The official communist party newspaper, Rodong Sinmun, published a report Monday on “the EMP might of nuclear weapons,” outlining an electromagnetic pulse (EMP) attack produced by detonating a nuclear warhead in space.
“In general, the strong electromagnetic pulse generated from nuclear bomb explosions between 30 kilometers and 100 kilometers [18.6 miles and 62 miles] above the ground can severely impair electronic devices, electric machines, and electromagnetic grids, or destroy electric cables and safety devices,” said the article authored by Kim Songwon, dean of Kim Chaek University of Technology in Pyongyang.
“The discovery of the electromagnetic pulse as a source of high yield in the high-altitude nuclear explosion test process has given it recognition as an important strike method,” he stated.
The official discussion by North Korea of plans to conduct EMP strikes will likely fuel debate over the threat. Former CIA Director James Woolsey has said North Korea is capable of orbiting an EMP nuclear weapon in a satellite.
Senior administration officials said initial assessments of the nuclear blast in northeastern North Korea indicate it was the largest test detonation so far, and much larger than an underground test carried out last year. It was the regime’s sixth nuclear test.
U.S. nuclear technicians have not made a definitive conclusion about the specifics of the device. Specialists are trying to determine if the test involved a hydrogen bomb, as Pyongyang asserted, or a device designed for EMP attack. They are also assessing whether the test used boosted fission technology.
Hydrogen bombs are advanced devices that use a two-stage explosion process to produce a massive explosion. Boosted fission devices are less sophisticated technologically and require more nuclear fuel.
Also, the large explosion—perhaps more than 100 kilotons, or the equivalent of 100,000 tons of TN—likely produced significant venting of radioactive particles into the air.
Special U.S. intelligence aircraft, including the WC-135 nuclear “sniffer” jets, are conducting flights near the test zone to gather samples of particles from the test.
Kim, the North Korean technical university dean, stated that high-altitude explosions can be conducted in the stratosphere or in space where the blast wave is limited by the lack of air or the thinness of air.
“In explosions occurring at such altitudes, large amounts of electrons are released as a result of ionization reactions of high-energy instant gamma rays and other radioactive rays,” he said. “These electrons form a strong electromagnetic pulse (EMP) through interaction with the geomagnetic field.”

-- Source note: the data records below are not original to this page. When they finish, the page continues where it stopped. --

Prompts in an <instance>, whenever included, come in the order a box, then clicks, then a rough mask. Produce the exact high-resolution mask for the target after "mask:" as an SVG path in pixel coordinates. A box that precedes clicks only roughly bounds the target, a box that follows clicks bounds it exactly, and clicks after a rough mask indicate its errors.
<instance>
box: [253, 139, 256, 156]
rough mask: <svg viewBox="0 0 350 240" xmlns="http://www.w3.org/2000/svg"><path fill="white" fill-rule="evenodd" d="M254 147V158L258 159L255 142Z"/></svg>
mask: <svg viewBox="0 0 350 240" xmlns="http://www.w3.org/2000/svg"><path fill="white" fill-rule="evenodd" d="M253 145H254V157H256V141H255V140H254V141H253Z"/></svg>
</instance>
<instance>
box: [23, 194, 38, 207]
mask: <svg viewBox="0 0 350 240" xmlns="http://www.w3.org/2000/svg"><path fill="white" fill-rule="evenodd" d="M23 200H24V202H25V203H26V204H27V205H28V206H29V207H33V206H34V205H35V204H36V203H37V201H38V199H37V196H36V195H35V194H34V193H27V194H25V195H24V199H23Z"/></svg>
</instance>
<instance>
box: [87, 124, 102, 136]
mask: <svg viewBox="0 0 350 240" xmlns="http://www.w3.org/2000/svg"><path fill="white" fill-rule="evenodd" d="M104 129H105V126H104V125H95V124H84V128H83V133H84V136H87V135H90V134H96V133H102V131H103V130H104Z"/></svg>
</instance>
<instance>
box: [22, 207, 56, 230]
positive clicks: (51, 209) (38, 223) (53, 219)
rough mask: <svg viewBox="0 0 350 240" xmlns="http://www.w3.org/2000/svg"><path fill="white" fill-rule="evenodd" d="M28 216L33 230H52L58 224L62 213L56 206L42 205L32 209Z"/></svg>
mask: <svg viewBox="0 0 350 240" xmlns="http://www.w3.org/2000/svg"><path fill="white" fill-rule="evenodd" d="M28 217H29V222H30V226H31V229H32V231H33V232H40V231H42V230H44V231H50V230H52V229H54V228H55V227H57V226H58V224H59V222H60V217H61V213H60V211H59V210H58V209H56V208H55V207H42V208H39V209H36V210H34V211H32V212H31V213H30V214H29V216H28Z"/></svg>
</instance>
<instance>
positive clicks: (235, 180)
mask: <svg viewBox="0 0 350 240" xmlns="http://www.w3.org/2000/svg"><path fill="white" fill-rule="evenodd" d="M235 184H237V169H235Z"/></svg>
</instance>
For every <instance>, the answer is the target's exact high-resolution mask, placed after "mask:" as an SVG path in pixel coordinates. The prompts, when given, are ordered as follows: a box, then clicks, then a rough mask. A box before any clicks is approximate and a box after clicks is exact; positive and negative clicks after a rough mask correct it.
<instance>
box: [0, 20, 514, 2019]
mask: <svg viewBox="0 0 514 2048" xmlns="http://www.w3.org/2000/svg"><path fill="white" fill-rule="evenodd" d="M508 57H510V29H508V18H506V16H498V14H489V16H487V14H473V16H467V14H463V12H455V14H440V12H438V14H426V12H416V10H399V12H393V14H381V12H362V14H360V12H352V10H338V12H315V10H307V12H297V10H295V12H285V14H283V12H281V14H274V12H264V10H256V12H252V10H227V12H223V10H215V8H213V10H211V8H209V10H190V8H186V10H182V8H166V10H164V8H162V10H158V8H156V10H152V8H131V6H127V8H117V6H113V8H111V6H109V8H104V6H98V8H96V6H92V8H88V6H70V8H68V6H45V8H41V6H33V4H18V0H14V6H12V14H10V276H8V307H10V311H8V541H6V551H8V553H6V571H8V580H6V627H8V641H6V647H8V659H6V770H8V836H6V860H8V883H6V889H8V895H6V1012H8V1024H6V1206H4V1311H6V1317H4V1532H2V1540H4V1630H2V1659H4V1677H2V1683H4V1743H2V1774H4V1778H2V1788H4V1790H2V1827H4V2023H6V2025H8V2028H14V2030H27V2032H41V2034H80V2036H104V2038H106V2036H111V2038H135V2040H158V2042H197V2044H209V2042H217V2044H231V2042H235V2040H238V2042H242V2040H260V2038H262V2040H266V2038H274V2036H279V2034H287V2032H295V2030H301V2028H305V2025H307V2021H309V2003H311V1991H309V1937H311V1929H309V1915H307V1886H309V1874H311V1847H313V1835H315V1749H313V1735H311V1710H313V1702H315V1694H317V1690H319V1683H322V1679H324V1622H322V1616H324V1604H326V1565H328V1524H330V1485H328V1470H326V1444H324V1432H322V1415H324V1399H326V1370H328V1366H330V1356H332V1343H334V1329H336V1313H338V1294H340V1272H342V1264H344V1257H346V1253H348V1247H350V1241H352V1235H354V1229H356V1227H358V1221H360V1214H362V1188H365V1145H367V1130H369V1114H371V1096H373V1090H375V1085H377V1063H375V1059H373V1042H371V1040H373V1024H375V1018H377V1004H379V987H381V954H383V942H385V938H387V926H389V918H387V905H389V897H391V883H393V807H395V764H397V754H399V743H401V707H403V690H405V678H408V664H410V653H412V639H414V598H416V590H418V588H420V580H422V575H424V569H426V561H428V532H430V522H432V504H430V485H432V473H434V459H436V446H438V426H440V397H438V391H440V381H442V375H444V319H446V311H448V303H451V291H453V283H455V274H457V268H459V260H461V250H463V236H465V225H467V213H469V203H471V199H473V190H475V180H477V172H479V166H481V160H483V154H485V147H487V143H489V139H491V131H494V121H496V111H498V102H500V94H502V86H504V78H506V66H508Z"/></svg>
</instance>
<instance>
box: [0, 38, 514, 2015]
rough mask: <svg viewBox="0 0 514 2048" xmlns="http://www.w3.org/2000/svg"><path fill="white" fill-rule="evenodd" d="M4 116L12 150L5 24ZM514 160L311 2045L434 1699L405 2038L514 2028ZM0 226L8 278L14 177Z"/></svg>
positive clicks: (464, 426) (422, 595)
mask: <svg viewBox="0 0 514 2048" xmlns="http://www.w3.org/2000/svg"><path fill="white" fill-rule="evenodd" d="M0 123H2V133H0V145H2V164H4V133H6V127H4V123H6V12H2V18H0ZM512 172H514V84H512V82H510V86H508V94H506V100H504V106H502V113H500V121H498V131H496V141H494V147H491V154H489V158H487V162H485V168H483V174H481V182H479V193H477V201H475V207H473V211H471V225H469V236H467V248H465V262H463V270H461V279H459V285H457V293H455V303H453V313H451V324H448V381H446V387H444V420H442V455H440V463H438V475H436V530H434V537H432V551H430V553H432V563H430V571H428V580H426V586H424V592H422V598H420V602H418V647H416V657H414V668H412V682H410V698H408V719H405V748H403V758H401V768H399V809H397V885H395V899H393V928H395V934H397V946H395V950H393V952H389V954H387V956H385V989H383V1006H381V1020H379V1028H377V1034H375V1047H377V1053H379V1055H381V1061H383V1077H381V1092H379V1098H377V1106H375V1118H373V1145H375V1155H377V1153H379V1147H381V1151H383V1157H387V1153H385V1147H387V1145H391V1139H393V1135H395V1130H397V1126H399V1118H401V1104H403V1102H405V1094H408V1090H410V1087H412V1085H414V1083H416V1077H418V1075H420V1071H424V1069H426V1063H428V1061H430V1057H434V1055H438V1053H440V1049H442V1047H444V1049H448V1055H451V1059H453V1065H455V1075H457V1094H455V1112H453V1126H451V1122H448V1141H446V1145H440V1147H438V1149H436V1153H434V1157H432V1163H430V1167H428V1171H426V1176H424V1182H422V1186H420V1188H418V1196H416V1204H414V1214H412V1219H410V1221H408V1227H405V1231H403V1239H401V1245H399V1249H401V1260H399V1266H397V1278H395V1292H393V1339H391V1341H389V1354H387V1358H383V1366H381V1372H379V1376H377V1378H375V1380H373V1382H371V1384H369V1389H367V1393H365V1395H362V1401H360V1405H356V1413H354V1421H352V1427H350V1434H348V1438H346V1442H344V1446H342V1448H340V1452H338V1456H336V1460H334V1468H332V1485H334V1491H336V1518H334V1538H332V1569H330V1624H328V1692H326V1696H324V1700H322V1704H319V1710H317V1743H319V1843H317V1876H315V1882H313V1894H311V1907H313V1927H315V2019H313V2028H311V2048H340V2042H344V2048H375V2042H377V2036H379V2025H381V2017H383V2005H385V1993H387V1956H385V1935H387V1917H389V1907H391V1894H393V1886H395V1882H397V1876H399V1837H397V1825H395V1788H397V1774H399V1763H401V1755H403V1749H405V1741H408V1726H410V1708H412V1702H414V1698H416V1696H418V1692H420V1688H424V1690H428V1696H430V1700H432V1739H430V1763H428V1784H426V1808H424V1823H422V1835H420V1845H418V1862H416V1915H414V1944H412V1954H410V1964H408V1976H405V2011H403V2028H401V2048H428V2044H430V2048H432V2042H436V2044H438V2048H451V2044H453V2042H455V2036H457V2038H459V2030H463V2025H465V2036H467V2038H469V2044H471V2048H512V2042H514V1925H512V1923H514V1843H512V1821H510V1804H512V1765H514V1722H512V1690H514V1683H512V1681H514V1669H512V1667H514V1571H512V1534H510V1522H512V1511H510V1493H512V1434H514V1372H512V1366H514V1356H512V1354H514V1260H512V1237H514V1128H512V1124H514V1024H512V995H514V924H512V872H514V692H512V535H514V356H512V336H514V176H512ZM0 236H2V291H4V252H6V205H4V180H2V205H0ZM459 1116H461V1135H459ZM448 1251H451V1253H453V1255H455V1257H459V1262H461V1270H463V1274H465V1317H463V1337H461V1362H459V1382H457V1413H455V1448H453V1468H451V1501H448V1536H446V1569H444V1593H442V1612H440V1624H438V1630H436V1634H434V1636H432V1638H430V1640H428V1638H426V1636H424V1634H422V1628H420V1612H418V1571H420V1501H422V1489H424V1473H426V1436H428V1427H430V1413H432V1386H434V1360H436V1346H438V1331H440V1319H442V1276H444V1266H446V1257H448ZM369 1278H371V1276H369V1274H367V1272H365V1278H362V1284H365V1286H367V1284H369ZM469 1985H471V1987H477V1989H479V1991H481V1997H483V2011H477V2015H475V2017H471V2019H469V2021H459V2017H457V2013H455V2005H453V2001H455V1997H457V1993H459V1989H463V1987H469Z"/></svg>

“The detonation would create a strong electric field of 100,000 volts per meter when it approaches the ground and “that is how it destroys communications facilities and electricity grids,” the report said.
The EMP report was published Monday, a day after the same state-run outlet reported on a visit by North Korean leader Kim Jong Un to a nuclear weapons facility that also mentioned plans for using nuclear weapons in EMP attacks.
Peter Pry, a former CIA analyst who has been active in urging greater defenses against EMP attack, said a congressional commission on EMP has been warning for years about the North Korean EMP threat.
“EMP attack, by blacking-out the national electric grid and other life-sustaining critical infrastructures, could kill far more people than nuclear blasting a city,” Pry said.
According to Pry, the Congressional EMP Commission warned that nationwide blackout and subsequent disruption from an EMP strike could kill 90 percent of the U.S. population through starvation, disease, and societal chaos.
“North Korea knows this, which is why state media describes their new nuclear warhead as capable of both blasting cities and EMP,” he said.
William R. Graham, chairman of the commission, also has warned that North Korea’s two satellites orbiting over the U.S. could be armed with EMP weapons and detonated over the United States or U.S. allies.
Pry said despite the increasing danger from EMP, the commission will cease functioning Sept. 20 unless its charter is renewed.
“No one at the Pentagon or DHS has asked for the EMP commission to be extended,” he said, adding that the commission has produced the best expertise on the threat.